If the density of marvelous work couldn’t impress more, the recurring faces which lie behind the principal participants, are big on personality and steamy on insight. In “Once Bitten”, P.J. Byrne as Principal Nippal (put aside he actually does play a principal), gets due time to neurotically collapse under the mountain of mommy pressure. He cracks, as do your laughs, when his office becomes the final civil mediation in the central Jane v. Renata battle.

The rocks fall hard from the cliffs. Major events unfold all over episode 5. The roulette of individual drama signals the unavoidable collapse for all.

 

Ep. 6: “Burning Love”

HBO. 2017.

Nearing end, the mothers make decisions big and small to reach resolutions and bonds. Though the gossip-laden town spices up the tension in the continued flash forwards to eventual witnesses of the mysterious finale, the women begin to finalize this journey by warming the storm. In episode 6, the post-trauma/post-climax town we have all relied upon for juicy insight becomes the show’s biggest lier in one simple line: “women are chemically incapable of ever forgiving.”

 

Ep. 7: “You Get What You Need”

HBO. 2017.

Showtime.
Trivia and alcohol twist fatally sour, and the long-awaited reveal of perp and victim rewards a shock you cannot forget. In a second twist HBO has made public since the original airing of “You Get What You Need”, the last scene hints more mania in store for the future of our Monterey mommies. Hit a patio, pop open some red, and cheer to that!

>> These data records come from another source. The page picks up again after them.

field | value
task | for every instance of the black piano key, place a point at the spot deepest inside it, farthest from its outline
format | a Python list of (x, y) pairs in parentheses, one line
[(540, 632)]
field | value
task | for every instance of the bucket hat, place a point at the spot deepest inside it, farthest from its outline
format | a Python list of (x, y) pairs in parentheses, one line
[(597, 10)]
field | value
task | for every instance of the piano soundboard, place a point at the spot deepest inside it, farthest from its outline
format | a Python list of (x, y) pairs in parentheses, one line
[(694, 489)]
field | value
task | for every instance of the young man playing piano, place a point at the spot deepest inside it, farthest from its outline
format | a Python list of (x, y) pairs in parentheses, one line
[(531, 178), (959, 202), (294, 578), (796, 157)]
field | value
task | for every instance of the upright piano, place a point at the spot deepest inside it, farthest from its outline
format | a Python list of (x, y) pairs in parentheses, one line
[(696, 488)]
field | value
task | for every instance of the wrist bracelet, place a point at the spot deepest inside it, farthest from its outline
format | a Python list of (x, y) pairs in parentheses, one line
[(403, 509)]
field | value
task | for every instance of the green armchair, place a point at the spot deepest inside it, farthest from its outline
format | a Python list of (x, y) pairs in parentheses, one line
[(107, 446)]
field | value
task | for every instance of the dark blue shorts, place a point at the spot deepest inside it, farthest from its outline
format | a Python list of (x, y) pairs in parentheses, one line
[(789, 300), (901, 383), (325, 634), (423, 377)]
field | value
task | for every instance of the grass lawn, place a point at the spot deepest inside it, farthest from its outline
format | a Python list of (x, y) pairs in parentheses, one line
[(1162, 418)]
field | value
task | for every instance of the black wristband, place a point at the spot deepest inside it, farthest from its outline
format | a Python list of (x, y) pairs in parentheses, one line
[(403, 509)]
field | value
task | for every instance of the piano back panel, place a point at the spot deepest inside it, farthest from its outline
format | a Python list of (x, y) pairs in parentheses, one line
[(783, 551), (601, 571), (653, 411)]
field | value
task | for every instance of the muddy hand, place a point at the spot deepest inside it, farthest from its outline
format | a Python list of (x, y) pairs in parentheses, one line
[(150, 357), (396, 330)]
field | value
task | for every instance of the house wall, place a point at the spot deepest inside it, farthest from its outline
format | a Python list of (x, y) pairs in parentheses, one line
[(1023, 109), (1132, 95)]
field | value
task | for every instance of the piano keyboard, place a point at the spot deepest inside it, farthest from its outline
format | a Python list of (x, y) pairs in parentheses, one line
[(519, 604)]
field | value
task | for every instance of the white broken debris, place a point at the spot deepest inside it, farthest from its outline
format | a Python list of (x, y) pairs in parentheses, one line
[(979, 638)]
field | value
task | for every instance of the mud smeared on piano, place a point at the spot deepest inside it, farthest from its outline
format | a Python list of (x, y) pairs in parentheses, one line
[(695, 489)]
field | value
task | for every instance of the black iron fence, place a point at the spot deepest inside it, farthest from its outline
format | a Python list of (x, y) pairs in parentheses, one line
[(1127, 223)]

Big Little Lies is a top-to-bottom achievement. David Kelley’s invigorating and thoughtful teleplays shine through Jean-Marc Vallee’s seductive and empathetic direction. Pound-for-pound heavyweights in the profession of acting realize a layered portrait of mothers old, young, careered, callous, cool, and collected. Sumptuous soap plots never undermine intense realities. This is The OC with character; a Wild for domestic families; a Boston Public about elite parents; a powerhouse of ensemble work.
You can binge all seven episodes on HBO Now.